The executive committee of the school reserves the right to expulse the student in case of serious misdeed. The expulsion or the departure of the student does not cancel the University fees payment. No refund is available in this case. Please return this form fully completed and make sure the following are enclosed: - Motivation letter. - Notarised copy of your degrees with their translation or transcription in English. - Copy of your work certificate (if applicable). - Copy of your English language Certificate. - Your curriculum vitae or resume. - 4 ID Pictures. - 2 color copies of your passport or ID card. - School information with grading system, transcript. - Copy of the students insurance (if required). This application will become apart of your pernament record at our school.

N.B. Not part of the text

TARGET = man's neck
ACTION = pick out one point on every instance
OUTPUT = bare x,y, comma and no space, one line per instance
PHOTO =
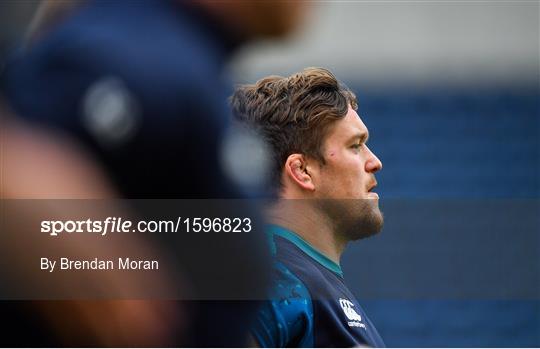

Part G. Agreement and release.

By signing this Application, I certify the above information is complete and correct. I understand that my misrepresentation may result in my expulsion from the program. I acknowledge that the terms and conditions appearing on this web site constitute part of my agreement with IPSA and study abroad program host (university, college, language school, or other institution or organization), including sections concerning responsibility, health, refunds, changes in dates, accommodations, courses and billing of the selected options. I have read this Agreement and agree to follow all IPSA and study abroad host procedures. This Agreement will be effective when my application i s accepted by IPSA and shall be governed by the laws of the State of Arizona, USA. Applicant's Signature ______________________ Date: __________________ Parent's/Legal Gardian's Signature if applicant is under 18 years _______________________ Date: _________________ Please do not forget to make a copy of this completed and signed application for your records and enclose your payment of the application fee and deposits.